Experience has shown that retractable azimuth bow thrusters have some drawbacks. However to meet high thrust demands at the bow to control yaw retractable tunnel thrusters are essential, as their greater immersion permits greater thrusts and careful relative angling between the port and starboard tunnels overcomes interference problems.
The further advantage of the tunnel thruster solution is the fact that thruster noise is screened from the vessels underwater transducers.
Non retractable azimuth stern thrusters are essential as they exploit the remarkable facility of a DP catamaran to hold station. It may not be obvious, but two azimuth stern thrusters operating alone can maintain the position and heading of a catamaran because of the transverse separation between them which provides a rotational component as well as a vectored component. Bow thrusters increase performance capability and introduce a high degree of redundancy as the catamaran can fall back onto just two of any thruster combination as long as one of these is an azimuth thruster.

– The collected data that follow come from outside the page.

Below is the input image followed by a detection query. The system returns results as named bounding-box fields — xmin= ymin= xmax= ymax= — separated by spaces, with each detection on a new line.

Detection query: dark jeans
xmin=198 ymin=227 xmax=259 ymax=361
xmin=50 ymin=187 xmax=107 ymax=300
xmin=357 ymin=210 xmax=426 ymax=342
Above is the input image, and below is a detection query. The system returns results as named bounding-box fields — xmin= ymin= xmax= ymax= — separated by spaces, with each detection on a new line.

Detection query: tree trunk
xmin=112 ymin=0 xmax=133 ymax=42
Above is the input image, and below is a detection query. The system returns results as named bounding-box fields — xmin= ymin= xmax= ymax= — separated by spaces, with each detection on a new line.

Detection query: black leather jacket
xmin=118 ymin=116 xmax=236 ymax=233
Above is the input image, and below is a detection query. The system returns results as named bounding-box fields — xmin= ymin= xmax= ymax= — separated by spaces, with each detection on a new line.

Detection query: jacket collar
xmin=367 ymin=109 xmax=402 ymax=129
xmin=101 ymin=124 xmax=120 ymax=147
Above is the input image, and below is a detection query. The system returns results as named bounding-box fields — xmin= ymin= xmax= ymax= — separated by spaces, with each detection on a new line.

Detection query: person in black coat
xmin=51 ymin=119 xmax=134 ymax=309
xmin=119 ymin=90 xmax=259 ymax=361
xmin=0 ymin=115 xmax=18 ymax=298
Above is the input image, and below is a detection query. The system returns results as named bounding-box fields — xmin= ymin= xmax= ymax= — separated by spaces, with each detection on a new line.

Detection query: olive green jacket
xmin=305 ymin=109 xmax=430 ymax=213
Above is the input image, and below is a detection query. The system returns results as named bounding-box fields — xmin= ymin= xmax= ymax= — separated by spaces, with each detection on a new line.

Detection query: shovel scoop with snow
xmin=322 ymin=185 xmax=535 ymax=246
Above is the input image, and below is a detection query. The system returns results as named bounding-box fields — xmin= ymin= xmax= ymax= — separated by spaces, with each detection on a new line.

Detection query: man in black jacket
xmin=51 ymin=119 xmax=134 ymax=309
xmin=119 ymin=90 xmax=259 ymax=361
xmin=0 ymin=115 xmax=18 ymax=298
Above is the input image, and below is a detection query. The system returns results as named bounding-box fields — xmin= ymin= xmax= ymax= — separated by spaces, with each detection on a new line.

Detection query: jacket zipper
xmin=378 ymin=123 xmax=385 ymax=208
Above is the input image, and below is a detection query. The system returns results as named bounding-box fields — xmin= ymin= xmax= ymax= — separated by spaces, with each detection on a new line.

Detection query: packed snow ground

A Diversity of Catamaran Solutions
Designs have been completed for a DP catamaran measuring under 45m and under 500GRT and have been designed with twin moon pools to permit the continuous presence of a dived vehicle or bell.
High transit speed, economic because of the slender hulls, can be provided with alternate conventional propulsion alongside the stern thrusters which permits optimisation of the thrusters for the DP role.
The diverse prospect of catamarans in the offshore role will result in them becoming dominant for offshore support operations, surveying and inspection whether by divers or ROVs.
80m Offshore DP Catamaran- 1100m2 of working area, deck capacity 1250 tonnes, Super Puma helicopter, accommodation for 150, twin moon-pools, 30m Sea Crane and stern H Frame.